Bloomberg reported that the Purchasing Managers’ Index was at 51.0, the National Bureau of Statistics and China Federation of Logistics and Purchasing said yesterday in Beijing. HSBC Holdings Plc and Markit Economics will today release the final reading of their gauge after a preliminary figure on August 22 showed the biggest gain in three years.

Improvement in manufacturing may bolster confidence that the economy is responding to Premier Li Keqiang’s policies to support growth amid a crackdown on shadow banking aimed at curbing financial risks. JPMorgan Chase & Co. Last week joined Deutsche Bank AG and Credit Suisse Group AG in raising estimates for an increase in gross domestic product, citing strength in infrastructure and real-estate, and a pickup in exports.

“The recovery is being driven primarily by domestic demand but international demand is picking up too as we can see from the jump in new export orders,” said Lu Ting, head of Greater China economics at Bank of America Corp. in Hong Kong. “This will surely boost markets’ confidence in China’s recovery amid the turmoil in some emerging markets.”

The Shanghai Composite Index rose two per cent last week, the biggest gain since March. The yuan completed its second straight monthly advance in August on optimism the economy is picking up.
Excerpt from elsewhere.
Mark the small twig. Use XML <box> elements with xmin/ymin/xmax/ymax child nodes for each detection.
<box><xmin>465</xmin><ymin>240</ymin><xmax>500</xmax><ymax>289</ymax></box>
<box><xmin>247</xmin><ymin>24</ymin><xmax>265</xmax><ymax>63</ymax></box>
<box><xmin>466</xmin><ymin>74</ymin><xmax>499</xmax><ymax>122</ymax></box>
The official PMI figure compared with the 50.6 median estimate of 31 analysts in a Bloomberg News survey and July’s 50.3 level. Estimates ranged from 50.4 to 52. The preliminary reading of HSBC’s index was 50.1, the first reading above 50, which denotes expansion, since April.

JPMorgan raised its estimate for China’s third-quarter economic growth to 7.6 per cent from 7.4 per cent and its projection for the final three months of the year to 7.5 per cent from seven per cent, Hong Kong-based chief China economist Zhu Haibin said in a report.

 “Economic conditions are improving and the downside risk to economic growth has been mitigated in the near term,” Zhu said.

Deutsche Bank lifted its third-quarter estimate to 7.7 per cent from 7.5 per cent, according to an August 22 note. Credit Suisse last week increased its 2013 forecast to 7.6 per cent from 7.4 per cent.

China’s GDP growth slowed to 7.5 per cent in the second quarter from a year earlier, extending the longest streak of sub-8 per cent expansion in at least two decades and putting the government at risk of missing its 2013 goal of 7.5 per cent. Li signaled in July he won’t tolerate a slowdown beyond a seven per cent as the bottom line.

A sub-index of new orders in a report rose to 52.4, the highest level since April 2012 and a gauge of input prices was the highest since February.